We are now through the first 8 months of the year and, in my opinion, this is a good time for everyone to examine their personal tax situation.  There have been a number of changes in the tax law and not all of them pertain exclusively to the wealthy. The rest of this article will outline some areas that I believe individuals should take a look at in order to avoid surprises in April.

 

Self-Employment Tax

If you are an individual that is self-employed (sole proprietor or single member LLC) and you are subject to self-employment tax it is important to realize that the rate for 2013 is 15.3% which is 2% higher than the rate was in either 2011 or 2012.  If an individual is making $100,000 the extra $2,000 can be painful in April.  In addition individuals that own interests in partnerships or LLCs may also be subject to self-employment tax.

 

Changes in your personal situation

There may be changes in your personal situation that can affect your tax liability.  An example of this might be the child tax credit.
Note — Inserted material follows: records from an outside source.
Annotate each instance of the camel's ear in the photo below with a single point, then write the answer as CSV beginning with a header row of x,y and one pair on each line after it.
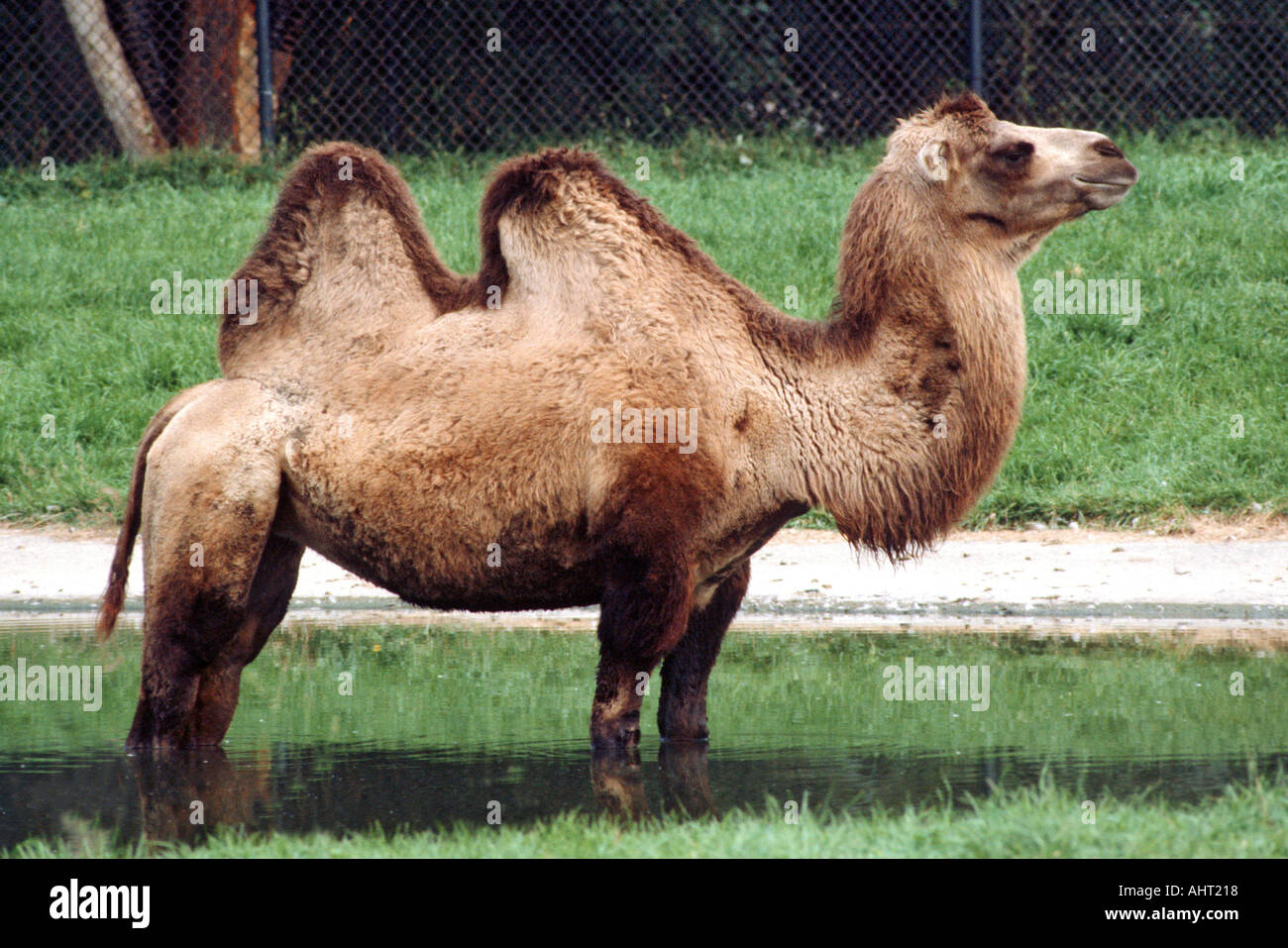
x,y
932,159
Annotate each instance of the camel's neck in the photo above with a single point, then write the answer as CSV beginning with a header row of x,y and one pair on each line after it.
x,y
915,384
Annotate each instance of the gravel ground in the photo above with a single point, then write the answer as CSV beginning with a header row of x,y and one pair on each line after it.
x,y
1063,579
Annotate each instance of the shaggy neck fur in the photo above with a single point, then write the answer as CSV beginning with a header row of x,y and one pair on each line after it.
x,y
913,389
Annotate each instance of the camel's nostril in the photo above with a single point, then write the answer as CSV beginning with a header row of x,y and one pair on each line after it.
x,y
1108,149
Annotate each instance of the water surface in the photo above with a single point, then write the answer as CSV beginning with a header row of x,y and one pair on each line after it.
x,y
346,728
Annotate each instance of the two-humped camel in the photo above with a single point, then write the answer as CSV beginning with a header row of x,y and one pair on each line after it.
x,y
437,434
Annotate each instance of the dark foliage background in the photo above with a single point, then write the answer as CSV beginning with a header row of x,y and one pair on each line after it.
x,y
411,76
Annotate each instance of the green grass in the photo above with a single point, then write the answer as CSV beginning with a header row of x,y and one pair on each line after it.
x,y
1044,822
1121,421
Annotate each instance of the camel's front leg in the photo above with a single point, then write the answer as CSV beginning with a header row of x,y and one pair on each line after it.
x,y
682,711
640,620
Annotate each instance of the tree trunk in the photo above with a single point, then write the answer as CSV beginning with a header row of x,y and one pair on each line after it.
x,y
123,101
218,88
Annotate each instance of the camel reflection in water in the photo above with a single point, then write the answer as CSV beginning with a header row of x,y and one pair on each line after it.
x,y
300,789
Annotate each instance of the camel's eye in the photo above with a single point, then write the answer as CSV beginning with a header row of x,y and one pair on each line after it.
x,y
1016,154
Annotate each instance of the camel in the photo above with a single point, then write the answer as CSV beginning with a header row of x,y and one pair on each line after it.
x,y
511,440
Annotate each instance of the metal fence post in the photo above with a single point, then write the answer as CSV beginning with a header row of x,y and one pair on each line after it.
x,y
266,76
977,47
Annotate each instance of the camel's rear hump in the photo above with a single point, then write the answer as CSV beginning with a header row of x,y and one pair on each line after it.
x,y
344,249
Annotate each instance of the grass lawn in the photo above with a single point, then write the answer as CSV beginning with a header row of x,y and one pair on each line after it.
x,y
1046,822
1185,411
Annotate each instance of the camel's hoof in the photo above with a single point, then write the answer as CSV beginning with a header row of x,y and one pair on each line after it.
x,y
614,734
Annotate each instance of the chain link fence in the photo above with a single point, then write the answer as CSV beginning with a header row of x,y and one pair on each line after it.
x,y
89,76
There is currently a $1,000 tax credit for children under the age of 17.  If you had a child that reaches the age of 17 in 2013 the credit that you had in 2012 will not be available in 2013.  Additionally there are income limitations on this credit and if your income has gone up in 2013 you may have either a reduced credit or no credit.

 

Medical expenses which were previously deductible if they exceeded 7.5% of your income are not deductible unless they exceed 10% of your income in 2013 (unless you are a senior citizen in which case the 7.5% limit still applies in 2013).

 

In many instances individuals that have children in college are entitled to education credits either through the American Opportunity Credit or the Lifetime Learning credit.  Both of these credits, however, have income limitations and therefore a credit you are counting on now may not be available to you.  In some instances it may make sense for a parent to not claim the child as a deduction and allow the child to claim the credit.  While this may raise the tax liability on the parents, the overall taxes on the family may be lower.

 

Taxpayers should of course be reviewing their investment activity as well.  If a taxpayer has any capital gains they may want to start to look at stocks that are not doing as well that could be sold at a loss to offset the gains.

 

Conclusion

If you find that you are going to be underpaid at yearend you still have almost 4 months to remedy the situation which is much better than finding out a few weeks before your return is due.  Once again if you’re not sure, then check with a tax professional to help determine your tax position.